Caitriona Twomey said the group was now heading for the border crossing of Medyka, which is near the city of Przemyśl, two hours’ drive from their current location. icture: Dave Shine, Donal O'Keeffe, Chris O’Donovan, Tony Gardiner, Bear Hope, Dave Feeney, Caitríona Twomey, Dan, Kieran Keniry, Tomas Kalinski, Felipe Pombinho and Dave Varian en route to the Ukraine border with the Cork convoy.
Cork Humanitarian Aid Ireland’s convoy arrived in Tarnów in Poland, two hours from the Ukrainian border at 4am on Friday morning, 3am Irish time.
The group, which is made up of ten volunteers from Cork charities Cork City Missing Persons Search and Recovery (CCMPSAR) and Cork Penny Dinners, is bringing five vans, each containing approximately three tonnes of humanitarian aid donated by the people of Cork, to Ukrainian refugees who have fled the Russian invasion of their country.

The convoy left Cork on Tuesday afternoon, arriving at Cherbourg in France on Wednesday afternoon, driving across France and staying in Belgium overnight, before driving across Germany and most of Poland on Thursday.

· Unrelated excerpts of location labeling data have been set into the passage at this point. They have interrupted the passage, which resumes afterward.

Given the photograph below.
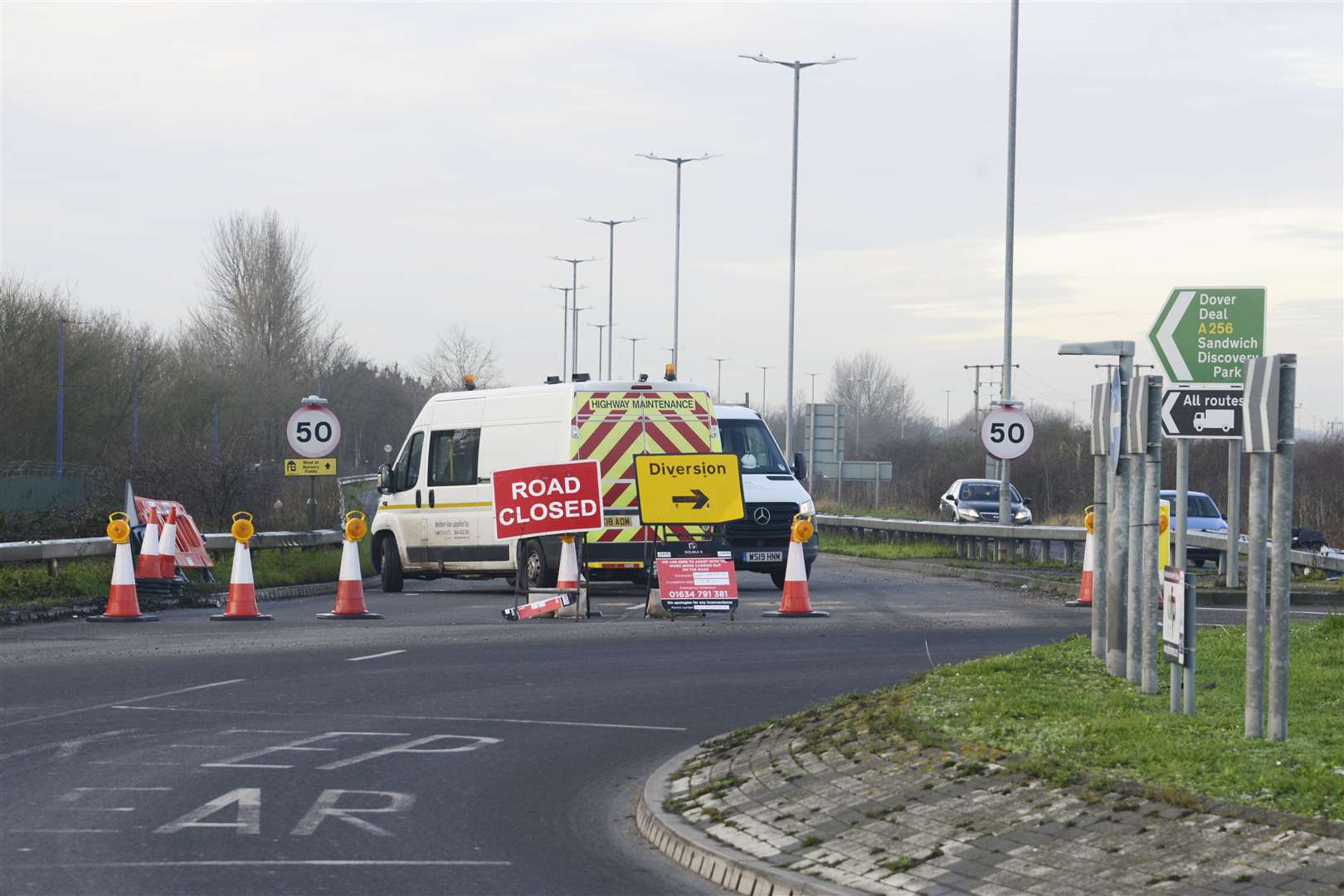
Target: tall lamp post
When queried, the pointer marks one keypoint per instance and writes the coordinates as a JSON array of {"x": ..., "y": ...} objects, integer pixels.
[
  {"x": 793, "y": 225},
  {"x": 611, "y": 282},
  {"x": 719, "y": 394},
  {"x": 633, "y": 340},
  {"x": 676, "y": 260},
  {"x": 574, "y": 285}
]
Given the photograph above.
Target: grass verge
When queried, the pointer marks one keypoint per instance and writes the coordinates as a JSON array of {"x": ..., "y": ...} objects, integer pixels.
[
  {"x": 836, "y": 543},
  {"x": 85, "y": 581}
]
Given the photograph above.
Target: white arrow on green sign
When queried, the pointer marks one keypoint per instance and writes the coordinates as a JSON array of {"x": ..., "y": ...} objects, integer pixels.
[{"x": 1207, "y": 336}]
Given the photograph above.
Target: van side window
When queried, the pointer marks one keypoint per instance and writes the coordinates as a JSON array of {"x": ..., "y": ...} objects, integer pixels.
[
  {"x": 407, "y": 473},
  {"x": 452, "y": 457}
]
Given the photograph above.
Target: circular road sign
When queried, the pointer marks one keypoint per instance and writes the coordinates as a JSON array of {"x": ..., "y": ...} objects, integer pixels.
[
  {"x": 314, "y": 431},
  {"x": 1007, "y": 433}
]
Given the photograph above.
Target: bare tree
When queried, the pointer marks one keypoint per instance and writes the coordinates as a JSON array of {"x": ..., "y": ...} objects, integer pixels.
[{"x": 455, "y": 355}]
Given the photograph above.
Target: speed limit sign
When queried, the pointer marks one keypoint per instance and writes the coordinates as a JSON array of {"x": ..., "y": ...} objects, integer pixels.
[
  {"x": 314, "y": 430},
  {"x": 1007, "y": 433}
]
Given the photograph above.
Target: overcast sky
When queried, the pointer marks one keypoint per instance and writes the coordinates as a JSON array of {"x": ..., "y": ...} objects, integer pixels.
[{"x": 435, "y": 156}]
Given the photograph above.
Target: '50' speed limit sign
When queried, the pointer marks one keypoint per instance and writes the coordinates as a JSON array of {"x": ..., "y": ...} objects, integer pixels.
[
  {"x": 314, "y": 431},
  {"x": 1007, "y": 433}
]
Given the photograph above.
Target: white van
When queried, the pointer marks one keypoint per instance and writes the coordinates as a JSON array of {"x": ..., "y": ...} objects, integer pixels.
[
  {"x": 435, "y": 514},
  {"x": 772, "y": 490}
]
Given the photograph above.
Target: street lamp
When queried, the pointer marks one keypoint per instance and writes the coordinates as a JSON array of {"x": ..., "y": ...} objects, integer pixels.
[
  {"x": 676, "y": 262},
  {"x": 600, "y": 328},
  {"x": 611, "y": 281},
  {"x": 793, "y": 225},
  {"x": 719, "y": 397},
  {"x": 574, "y": 284},
  {"x": 633, "y": 340}
]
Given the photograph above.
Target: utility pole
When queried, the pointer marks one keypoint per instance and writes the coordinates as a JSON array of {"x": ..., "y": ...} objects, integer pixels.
[
  {"x": 718, "y": 395},
  {"x": 676, "y": 257},
  {"x": 793, "y": 230},
  {"x": 574, "y": 285},
  {"x": 600, "y": 328},
  {"x": 611, "y": 282},
  {"x": 633, "y": 340},
  {"x": 763, "y": 368}
]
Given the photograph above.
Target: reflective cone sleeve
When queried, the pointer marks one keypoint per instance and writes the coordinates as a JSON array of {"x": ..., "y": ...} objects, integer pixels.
[
  {"x": 149, "y": 563},
  {"x": 350, "y": 587},
  {"x": 1089, "y": 562},
  {"x": 121, "y": 598},
  {"x": 168, "y": 547},
  {"x": 242, "y": 592},
  {"x": 569, "y": 574},
  {"x": 795, "y": 582}
]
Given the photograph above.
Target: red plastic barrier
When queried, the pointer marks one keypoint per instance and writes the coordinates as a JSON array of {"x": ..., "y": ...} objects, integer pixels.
[{"x": 190, "y": 548}]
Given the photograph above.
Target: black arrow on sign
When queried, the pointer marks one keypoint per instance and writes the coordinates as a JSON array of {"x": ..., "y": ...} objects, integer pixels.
[{"x": 696, "y": 499}]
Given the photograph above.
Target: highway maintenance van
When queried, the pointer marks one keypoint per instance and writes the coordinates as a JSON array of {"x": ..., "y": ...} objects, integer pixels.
[
  {"x": 435, "y": 514},
  {"x": 772, "y": 492}
]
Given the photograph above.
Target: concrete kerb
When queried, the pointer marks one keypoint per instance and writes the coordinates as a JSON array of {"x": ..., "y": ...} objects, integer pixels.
[
  {"x": 717, "y": 863},
  {"x": 197, "y": 601}
]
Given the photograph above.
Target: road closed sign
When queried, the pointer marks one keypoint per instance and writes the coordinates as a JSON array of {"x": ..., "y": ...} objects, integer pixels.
[
  {"x": 1007, "y": 433},
  {"x": 553, "y": 499},
  {"x": 689, "y": 489}
]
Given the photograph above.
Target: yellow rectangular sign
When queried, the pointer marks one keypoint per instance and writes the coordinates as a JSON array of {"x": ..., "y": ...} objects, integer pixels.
[
  {"x": 689, "y": 489},
  {"x": 309, "y": 466}
]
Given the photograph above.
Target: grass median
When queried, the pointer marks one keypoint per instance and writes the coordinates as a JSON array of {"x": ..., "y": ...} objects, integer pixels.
[
  {"x": 1057, "y": 711},
  {"x": 86, "y": 581}
]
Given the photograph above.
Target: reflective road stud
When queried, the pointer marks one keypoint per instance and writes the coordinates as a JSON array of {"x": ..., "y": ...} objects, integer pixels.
[
  {"x": 350, "y": 587},
  {"x": 242, "y": 592},
  {"x": 795, "y": 602},
  {"x": 123, "y": 605},
  {"x": 149, "y": 563}
]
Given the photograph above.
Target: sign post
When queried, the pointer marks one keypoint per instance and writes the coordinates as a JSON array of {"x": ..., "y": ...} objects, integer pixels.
[{"x": 312, "y": 431}]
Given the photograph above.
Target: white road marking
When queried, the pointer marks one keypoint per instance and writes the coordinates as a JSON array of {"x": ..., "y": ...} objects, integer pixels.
[
  {"x": 119, "y": 703},
  {"x": 236, "y": 863},
  {"x": 362, "y": 715},
  {"x": 375, "y": 655}
]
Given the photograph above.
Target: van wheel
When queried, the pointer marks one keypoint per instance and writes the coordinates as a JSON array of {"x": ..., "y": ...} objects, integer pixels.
[
  {"x": 392, "y": 571},
  {"x": 533, "y": 562}
]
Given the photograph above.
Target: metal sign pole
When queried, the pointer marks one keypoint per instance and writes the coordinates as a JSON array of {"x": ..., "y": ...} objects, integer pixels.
[
  {"x": 1281, "y": 535},
  {"x": 1151, "y": 582}
]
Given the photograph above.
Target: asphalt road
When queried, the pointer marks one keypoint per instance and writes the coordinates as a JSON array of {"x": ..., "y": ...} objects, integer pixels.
[{"x": 437, "y": 751}]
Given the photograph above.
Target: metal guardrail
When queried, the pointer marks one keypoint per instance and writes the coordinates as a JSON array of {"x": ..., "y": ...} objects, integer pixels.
[
  {"x": 73, "y": 548},
  {"x": 973, "y": 539}
]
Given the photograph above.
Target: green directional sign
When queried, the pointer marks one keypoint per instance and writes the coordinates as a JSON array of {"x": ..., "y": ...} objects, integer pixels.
[{"x": 1205, "y": 336}]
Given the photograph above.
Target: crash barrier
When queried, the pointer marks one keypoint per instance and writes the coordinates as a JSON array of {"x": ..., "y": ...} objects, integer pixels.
[{"x": 979, "y": 540}]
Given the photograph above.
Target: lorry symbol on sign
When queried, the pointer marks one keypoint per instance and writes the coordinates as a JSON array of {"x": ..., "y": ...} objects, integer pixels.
[{"x": 1220, "y": 418}]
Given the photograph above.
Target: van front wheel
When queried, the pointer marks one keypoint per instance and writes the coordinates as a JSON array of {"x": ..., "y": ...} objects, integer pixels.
[{"x": 392, "y": 571}]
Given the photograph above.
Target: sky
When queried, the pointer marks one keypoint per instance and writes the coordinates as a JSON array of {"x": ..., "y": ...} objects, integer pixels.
[{"x": 436, "y": 155}]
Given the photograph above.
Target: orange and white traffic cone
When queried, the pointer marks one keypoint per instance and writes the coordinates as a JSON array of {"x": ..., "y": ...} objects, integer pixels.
[
  {"x": 242, "y": 590},
  {"x": 123, "y": 603},
  {"x": 567, "y": 578},
  {"x": 168, "y": 547},
  {"x": 149, "y": 564},
  {"x": 795, "y": 603},
  {"x": 1089, "y": 564},
  {"x": 350, "y": 586}
]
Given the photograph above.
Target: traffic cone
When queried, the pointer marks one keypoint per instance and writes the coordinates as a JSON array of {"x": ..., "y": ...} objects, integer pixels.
[
  {"x": 795, "y": 603},
  {"x": 1089, "y": 564},
  {"x": 123, "y": 605},
  {"x": 567, "y": 579},
  {"x": 149, "y": 564},
  {"x": 168, "y": 547},
  {"x": 350, "y": 586},
  {"x": 242, "y": 592}
]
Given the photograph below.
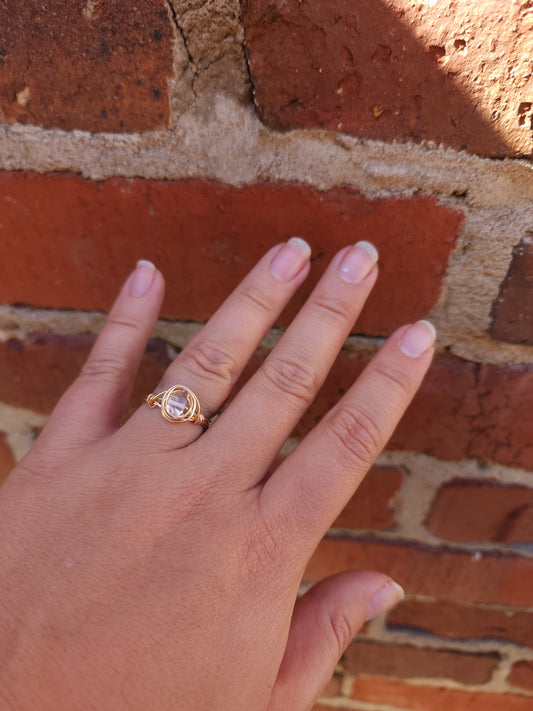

Caitriona Twomey said the group was now heading for the border crossing of Medyka, which is near the city of Przemyśl, two hours’ drive from their current location.

“The people of Cork have shown incredible generosity in supporting our appeal, and now our mission is to get that aid to people who are fleeing the worst violence imaginable,” Ms Twomey said.
“We’ve asked the Redemptorists to come and meet us at Medyka, so we can avoid a further 400 kilometre drive, after what has already been a gruelling cross-Europe journey.”
Jonah Lowenstein, a 21-year-old student from London who travelled to the Ukrainian border with his 57-year-old father, Paul, told The Echo they had come to Medykja from the UK with a van of humanitarian aid “to show it could be done”.
Mr Lowenstein, who has fond memories of childhood holidays in Crookhaven, said that for his father and him, it was a matter of family honour to help people fleeing tyranny.
“We felt we could not sit idly by as people were driven from their homes by the invading forces of a dictator, so we organised what supplies we could, and came out to Poland to help them in their hour of need.”
Mr Lowenstein said he and his father were now on their way home to the UK, having delivered their van-load to Medyka, where, he said, they had met “huge numbers” of refugees at the Ukrainian border, mainly women and children, who were traumatised by what they had experienced.
With night-time temperatures along the border dipping to minus ten, cold is a concern for aid workers attending to refugees.
“It’s so slow, and cold, and people are existing in soul-crushing boredom at the border crossings,” Mr Lowensein said.